Earlier this summer, a small group of people gathered in the southern California desert for the first Tribal Wireless Bootcamp. Organized by a loose collection of people with a long history of building and encouraging nontraditional broadband networks, the focus was on building, maintaining, and troubleshooting wireless networks in Indian Country.
To avoid any pretense of journalistic integrity, I will just say upfront that it was awesome. Not just in the sense that it was a good time, but in the sense that it was overwhelming and hard to fully grasp. For some of us, it was the first time in more than a year we had been in a group of people of any size, let alone people outside our immediate social circle.

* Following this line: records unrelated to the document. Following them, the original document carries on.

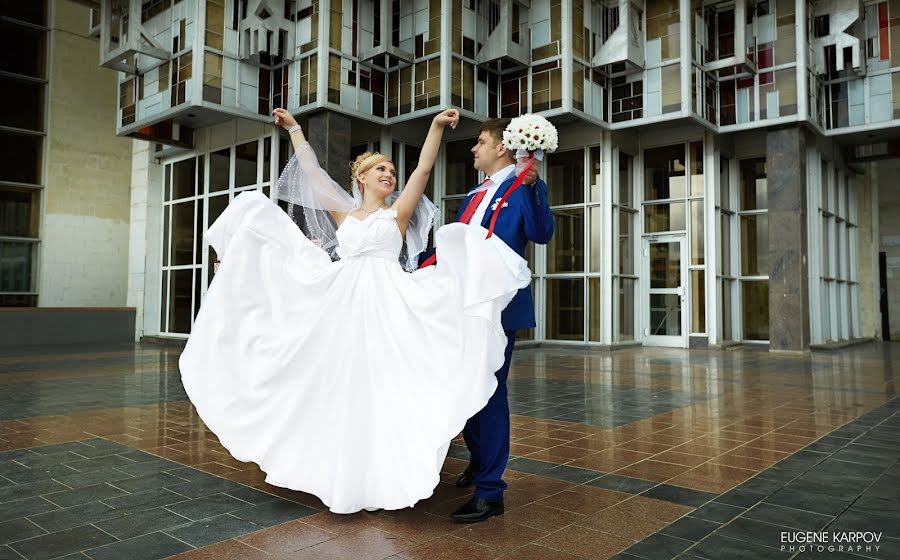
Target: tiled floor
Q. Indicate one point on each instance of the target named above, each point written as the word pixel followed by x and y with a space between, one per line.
pixel 635 454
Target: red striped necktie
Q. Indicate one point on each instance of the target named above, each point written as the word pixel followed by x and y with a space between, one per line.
pixel 475 201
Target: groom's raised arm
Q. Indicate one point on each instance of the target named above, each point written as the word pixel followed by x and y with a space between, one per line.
pixel 539 224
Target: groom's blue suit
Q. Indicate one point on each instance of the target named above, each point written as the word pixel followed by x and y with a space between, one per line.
pixel 526 218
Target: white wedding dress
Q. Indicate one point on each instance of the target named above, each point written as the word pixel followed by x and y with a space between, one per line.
pixel 346 379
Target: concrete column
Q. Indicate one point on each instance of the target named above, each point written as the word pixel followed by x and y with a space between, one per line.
pixel 869 286
pixel 329 136
pixel 788 239
pixel 144 250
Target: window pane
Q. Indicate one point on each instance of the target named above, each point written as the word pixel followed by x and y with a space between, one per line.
pixel 755 300
pixel 664 217
pixel 22 49
pixel 665 265
pixel 698 301
pixel 21 158
pixel 755 245
pixel 164 306
pixel 180 301
pixel 626 180
pixel 727 319
pixel 594 178
pixel 595 319
pixel 267 159
pixel 664 173
pixel 167 210
pixel 724 190
pixel 596 238
pixel 18 300
pixel 412 161
pixel 33 11
pixel 565 308
pixel 697 186
pixel 183 233
pixel 725 245
pixel 245 164
pixel 625 320
pixel 24 104
pixel 565 252
pixel 754 188
pixel 184 179
pixel 626 242
pixel 219 170
pixel 461 175
pixel 697 244
pixel 19 213
pixel 665 314
pixel 16 266
pixel 565 171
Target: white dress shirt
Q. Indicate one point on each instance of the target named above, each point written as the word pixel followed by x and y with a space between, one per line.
pixel 496 180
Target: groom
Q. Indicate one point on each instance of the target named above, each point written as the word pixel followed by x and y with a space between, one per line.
pixel 525 217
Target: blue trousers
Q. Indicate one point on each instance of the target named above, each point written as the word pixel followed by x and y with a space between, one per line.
pixel 487 436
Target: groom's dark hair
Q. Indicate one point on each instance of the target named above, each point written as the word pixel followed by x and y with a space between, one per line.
pixel 495 127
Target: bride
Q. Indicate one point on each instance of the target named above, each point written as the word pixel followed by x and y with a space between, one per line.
pixel 348 378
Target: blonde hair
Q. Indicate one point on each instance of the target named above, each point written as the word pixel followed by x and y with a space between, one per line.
pixel 365 162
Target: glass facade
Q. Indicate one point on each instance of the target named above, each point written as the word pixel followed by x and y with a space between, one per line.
pixel 634 194
pixel 24 81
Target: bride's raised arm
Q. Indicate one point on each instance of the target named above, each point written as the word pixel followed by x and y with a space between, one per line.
pixel 416 183
pixel 303 181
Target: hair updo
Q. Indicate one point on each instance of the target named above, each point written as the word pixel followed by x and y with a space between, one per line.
pixel 365 162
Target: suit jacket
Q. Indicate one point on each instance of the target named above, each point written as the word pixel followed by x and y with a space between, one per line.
pixel 526 218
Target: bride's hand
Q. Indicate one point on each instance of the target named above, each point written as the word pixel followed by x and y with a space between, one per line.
pixel 284 119
pixel 450 116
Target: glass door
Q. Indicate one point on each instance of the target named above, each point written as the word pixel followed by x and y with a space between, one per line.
pixel 665 318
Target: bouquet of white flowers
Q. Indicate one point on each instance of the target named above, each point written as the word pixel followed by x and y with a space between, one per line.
pixel 530 136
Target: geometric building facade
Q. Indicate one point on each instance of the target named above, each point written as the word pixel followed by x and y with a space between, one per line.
pixel 710 188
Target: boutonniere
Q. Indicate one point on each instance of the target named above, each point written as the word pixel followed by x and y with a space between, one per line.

Some of the attendees were already operating networks and others were new to it but everyone shared strategies, whether about software or how to organize people in historically marginalized communities - taking lessons from the Bronx and applying them to Tribal lands.

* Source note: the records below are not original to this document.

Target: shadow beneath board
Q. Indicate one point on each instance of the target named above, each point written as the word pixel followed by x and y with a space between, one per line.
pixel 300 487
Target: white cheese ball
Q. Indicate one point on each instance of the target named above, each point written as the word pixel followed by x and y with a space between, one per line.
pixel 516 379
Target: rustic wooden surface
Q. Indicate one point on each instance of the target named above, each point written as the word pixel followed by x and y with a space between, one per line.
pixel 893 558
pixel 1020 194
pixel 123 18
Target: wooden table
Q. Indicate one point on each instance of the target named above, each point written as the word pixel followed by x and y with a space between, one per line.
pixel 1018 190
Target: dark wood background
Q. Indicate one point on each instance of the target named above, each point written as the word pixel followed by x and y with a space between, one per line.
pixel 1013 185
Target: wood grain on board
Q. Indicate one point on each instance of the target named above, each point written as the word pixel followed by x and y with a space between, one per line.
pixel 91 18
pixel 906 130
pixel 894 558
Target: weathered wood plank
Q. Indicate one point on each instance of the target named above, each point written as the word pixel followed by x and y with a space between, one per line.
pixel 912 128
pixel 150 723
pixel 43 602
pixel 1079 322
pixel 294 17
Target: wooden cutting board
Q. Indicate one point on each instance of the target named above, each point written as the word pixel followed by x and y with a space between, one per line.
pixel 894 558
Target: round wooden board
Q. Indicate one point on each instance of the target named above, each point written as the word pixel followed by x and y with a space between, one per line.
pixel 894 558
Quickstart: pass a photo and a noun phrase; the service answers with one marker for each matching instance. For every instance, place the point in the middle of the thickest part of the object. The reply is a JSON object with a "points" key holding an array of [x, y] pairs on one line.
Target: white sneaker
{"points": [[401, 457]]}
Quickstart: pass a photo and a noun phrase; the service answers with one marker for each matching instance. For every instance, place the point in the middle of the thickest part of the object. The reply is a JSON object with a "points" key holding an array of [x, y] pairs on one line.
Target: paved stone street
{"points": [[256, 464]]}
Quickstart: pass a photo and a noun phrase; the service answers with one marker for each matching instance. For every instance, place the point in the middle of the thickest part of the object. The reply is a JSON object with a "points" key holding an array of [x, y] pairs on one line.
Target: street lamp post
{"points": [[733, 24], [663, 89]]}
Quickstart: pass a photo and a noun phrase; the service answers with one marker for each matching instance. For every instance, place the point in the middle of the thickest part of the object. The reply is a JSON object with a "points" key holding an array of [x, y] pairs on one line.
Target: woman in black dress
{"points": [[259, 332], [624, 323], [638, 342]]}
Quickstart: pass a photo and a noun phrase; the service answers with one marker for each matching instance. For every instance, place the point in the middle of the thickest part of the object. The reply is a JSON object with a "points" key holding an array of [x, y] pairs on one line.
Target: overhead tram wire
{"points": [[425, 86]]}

Ultimately, we achieved the multiple objectives set out from the beginning - to share strategies on building physical networks while actually building a social support network for this work that would endure after the weekend ended. Each of the Tribes involved received a set of 2.5 GHz radios that would not only allow for a high-capacity link, but would standardize the participants so they could better help each other to troubleshoot and improve their networks.
Conception
Many rural areas lack decent broadband Internet access, but the lack of availability in Tribal reservations is extreme. No one even knows what the statistic is, but like many statistics that the Federal Communications Commission publishes, everyone knows it is a gross overstatement. For decades, Tribes have been overlooked, ignored, and defrauded by telecommunications companies seeking to extract wealth from their people and land, with some notable exceptions of companies that have worked hard to connect Indigenous communities. Many Tribal leaders have concluded they need to build their own networks to ensure high-quality Internet access to secure many of the modern benefits the rest of us take for granted.